GEORGE HART on “The Geometric Aesthetic” Hart is research professor in the department of computer science at Stony Brook University, New York, and a sculptor who makes impressionistic polyhedral sculptures — sometimes of plastic knives and forks — that are so complex they require a “barn-raising” to erect. He will speak about Coxeter’s influence on his art. “My sculpture would not exist if Coxeter did not exist,” says Hart. “Coxeter’s book Regular Polytopes opened my eyes to what geometry could be.” Hart is also the author of the web-based Encyclopedia of Polyhedra, which can be found at http://www.georgehart.com
DORIS SCHATTSCHNEIDER on “Coxeter and the Artists" Schattschneider, professor emerita of mathematics at Moravian College, in Bethlehem, PA, will speak about Coxeter’s collaborations with a number of artists, a subject on which she has investigated and written extensively. On this occasion she will include the British sculptor John Robinson, the painter and amateur geometer George Odom, based in Poughkeepsie, NY, and the Dutch artist M.C. Escher.

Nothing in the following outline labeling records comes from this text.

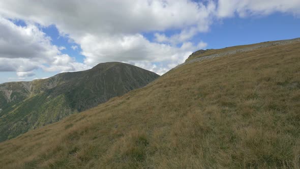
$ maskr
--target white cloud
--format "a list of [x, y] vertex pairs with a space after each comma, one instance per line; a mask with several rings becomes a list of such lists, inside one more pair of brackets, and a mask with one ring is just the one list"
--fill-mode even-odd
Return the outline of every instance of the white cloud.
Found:
[[64, 48], [53, 45], [50, 38], [34, 24], [17, 26], [0, 17], [0, 71], [15, 71], [19, 77], [30, 77], [39, 68], [63, 71], [88, 68], [61, 54], [59, 50]]
[[299, 0], [219, 0], [218, 16], [266, 15], [275, 12], [300, 14]]
[[[74, 71], [99, 62], [119, 61], [161, 74], [184, 62], [192, 52], [205, 48], [207, 44], [204, 42], [199, 40], [195, 44], [189, 41], [199, 33], [209, 31], [215, 20], [236, 14], [245, 17], [276, 12], [300, 14], [298, 0], [203, 2], [1, 1], [0, 16], [44, 26], [54, 24], [61, 36], [67, 36], [70, 42], [81, 47], [85, 58], [84, 64], [79, 63], [62, 54], [59, 50], [64, 49], [52, 45], [49, 38], [34, 24], [20, 27], [3, 19], [2, 25], [5, 29], [0, 27], [1, 36], [9, 35], [15, 40], [10, 44], [6, 41], [7, 38], [4, 39], [4, 43], [0, 41], [0, 52], [3, 52], [0, 71], [26, 72], [37, 68], [46, 71]], [[8, 27], [10, 28], [6, 30]], [[178, 33], [167, 36], [167, 30]], [[143, 33], [154, 33], [155, 41], [149, 41], [142, 35]], [[18, 45], [15, 44], [20, 46], [16, 49]], [[78, 46], [71, 47], [75, 50]], [[2, 64], [2, 61], [9, 63]], [[43, 65], [49, 66], [40, 66]]]
[[66, 47], [65, 46], [59, 46], [58, 47], [58, 50], [65, 50], [66, 49]]
[[71, 46], [71, 48], [73, 49], [73, 50], [76, 50], [78, 48], [78, 46], [77, 45], [73, 45]]
[[31, 77], [35, 75], [35, 73], [32, 71], [30, 72], [18, 72], [17, 75], [19, 77]]

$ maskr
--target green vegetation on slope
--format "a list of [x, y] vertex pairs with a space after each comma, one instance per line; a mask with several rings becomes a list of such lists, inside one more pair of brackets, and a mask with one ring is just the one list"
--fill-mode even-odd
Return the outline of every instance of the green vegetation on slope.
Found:
[[2, 168], [299, 168], [300, 42], [194, 62], [0, 143]]
[[0, 84], [0, 142], [96, 106], [158, 76], [112, 62], [45, 79]]

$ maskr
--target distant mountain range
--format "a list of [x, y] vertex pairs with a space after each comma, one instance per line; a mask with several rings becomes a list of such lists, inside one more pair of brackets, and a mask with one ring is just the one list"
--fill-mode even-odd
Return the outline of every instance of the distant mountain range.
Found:
[[0, 84], [0, 142], [96, 106], [159, 76], [111, 62], [44, 79]]

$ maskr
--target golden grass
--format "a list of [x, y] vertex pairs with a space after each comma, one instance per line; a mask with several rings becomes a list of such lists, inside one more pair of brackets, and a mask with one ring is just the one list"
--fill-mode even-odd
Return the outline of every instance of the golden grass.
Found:
[[300, 42], [194, 63], [0, 143], [0, 167], [300, 166]]

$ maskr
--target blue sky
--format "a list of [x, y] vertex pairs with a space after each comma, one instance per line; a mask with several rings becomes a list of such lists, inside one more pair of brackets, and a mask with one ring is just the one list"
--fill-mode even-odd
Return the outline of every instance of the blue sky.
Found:
[[[242, 1], [128, 0], [123, 6], [107, 2], [121, 5], [119, 10], [128, 14], [92, 0], [54, 1], [50, 6], [33, 1], [16, 7], [0, 3], [0, 83], [46, 78], [111, 61], [162, 74], [200, 49], [300, 37], [297, 1], [261, 5], [261, 1]], [[68, 8], [72, 5], [79, 6]], [[134, 12], [133, 5], [138, 7]]]

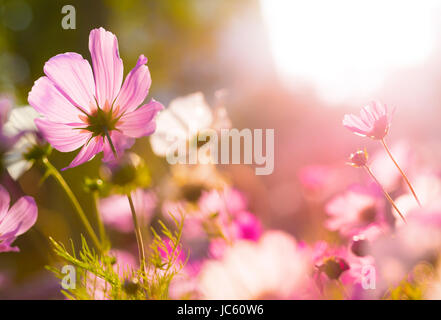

Coxeter’s geometric figures of the hyperbolic plane directly inspired Escher’s Circle Limit III prints.
MARJORIE SENECHAL on "Coxeter, the verb" Coxeter’s name was already a proper noun — for example, Coxeter group and Coxeter diagram — but M.C. Escher transformed the geometer into a verb: working on his Circle Limit prints, Escher was known to say, “I’m Coxetering today!” “Escher spoke jokingly of "coxetering", but it’s no longer a joke,” says Marjorie Senechal. “We all coxeter now.” Senechal, the Louise Wolff Kahn Professor in Mathematics and History of Science and Technology at Smith College in Northampton, MA, and co-editor of The Mathematical Intelligencer, will explain what she means by this and propose a suitable entry — definition, usage, etymology — for the Oxford English Dictionary.